司くんと二人っきりの時間が終わってしまった。


いいえ、まだよ。司くんへの告白が成功すれば彼氏彼女の関係になれる、そうなれば二人っきりの時間なんて幾らで作れるわ。

行くのよ私!頑張れ私!

そう自分に言い聞かせて私は司くんに告白しょうとした。


「あっ、あ、あの」

「じゃあ、さよなら」

「えっ、ちょっ」


しかし、司くんは一言「さよなら」と言ってすぐに教室を出て帰ってしまった。


もう、なんでよーーなんで、そんなすぐ帰っちゃうのよ!

いいわ、捕まえてやる。


そうと決まると私もすぐに教室を出て司くんの後に続いた。


**********


私は結局司くんに告白できなかった。でも、司くんの事をいっぱい知れた……と思う。


まず一つ目、司くんの家は学校から遠いという事。


そして、二つ目司くんがオタクだという事。


私は携帯に写った司くんの写真を見た。


その写真は司くんが満面の笑みを浮かべてラノベ?を買っている。

司くんのこんな笑顔、初めて見たわ。気づいたら写真を撮っていたのよねー。


それにしても癒されるわ。

まさか司くんにこんな趣味があったなんてね、でも私はそんなことで司くんを嫌いになんてならないわ!

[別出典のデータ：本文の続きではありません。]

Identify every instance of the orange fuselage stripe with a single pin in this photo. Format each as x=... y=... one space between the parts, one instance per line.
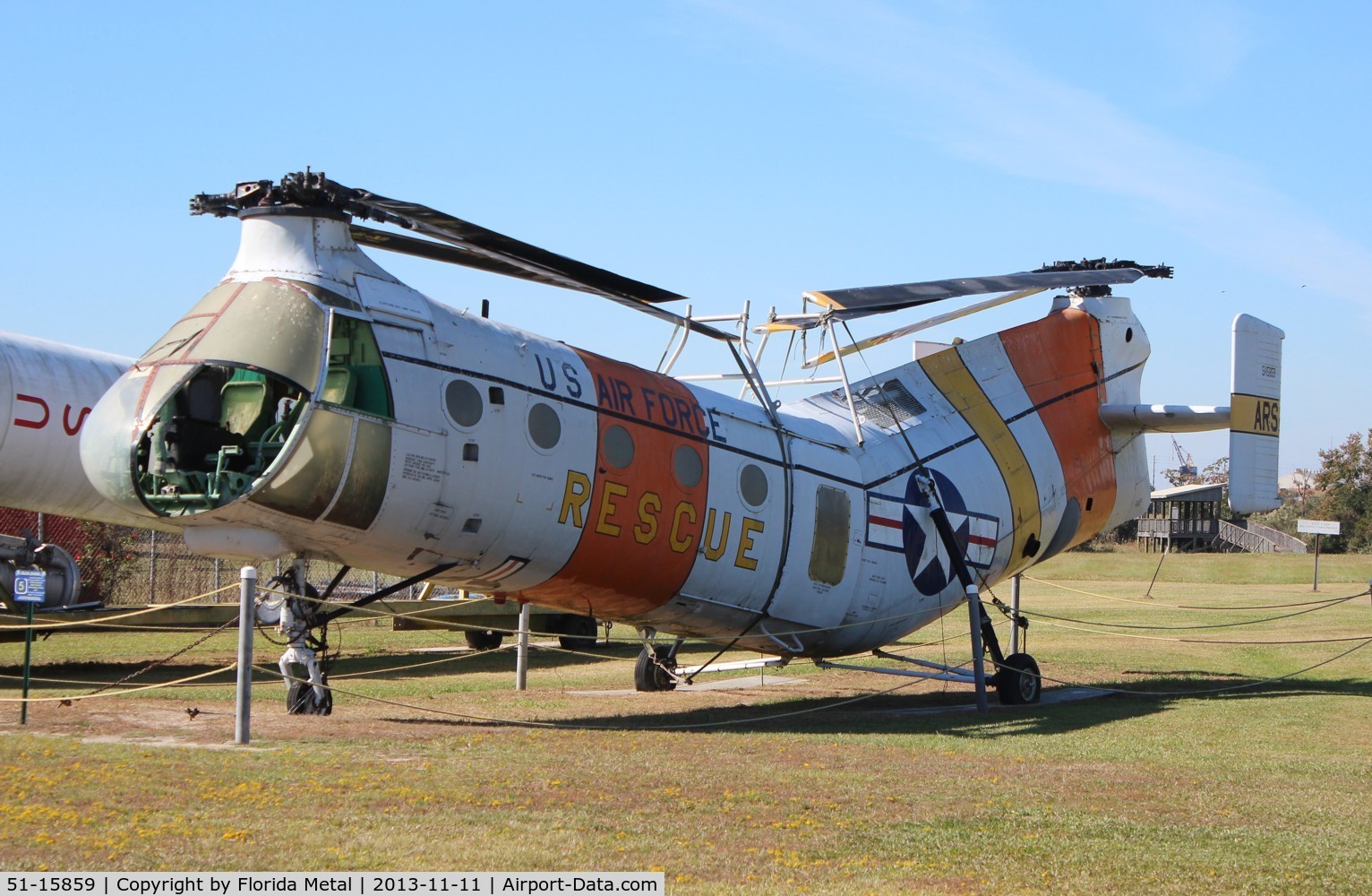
x=1055 y=356
x=641 y=526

それに司くんと漫画やアニメの事で楽しく会話出来るかもしれないし。…………そんなわけで私も『下僕野郎はハーレムを作るため異世界へ』なんて凄い題名の本を買ってしまったわ。


明日こそは絶対に司くんに告白するわ、成功したら一緒に帰れるかもしれないから、その時のために読んでおこうかしら。


そう思い私は本を読みだした。


**********


次の日、私は司くんに告白するために屋上に

続く階段に呼び出した。


はぁ〜〜緊張するわ。………上手く行くかしら。


下の方から人の気配がした。私は告白を成功させる為に苦手な笑顔を全力で作った。


行くのよ私!今度こそ成功させるの!

その時の私の脳内には昨日読んだ『下僕野郎はハーレムを作るため異世界へ』が過っていた、そのためだろうか。


「あなた、私の下僕になりなさい」


なんて凄い事を言ってしまったのは。

冷静になって私は「何してるのよ、私!」と心の中で叫んでいた。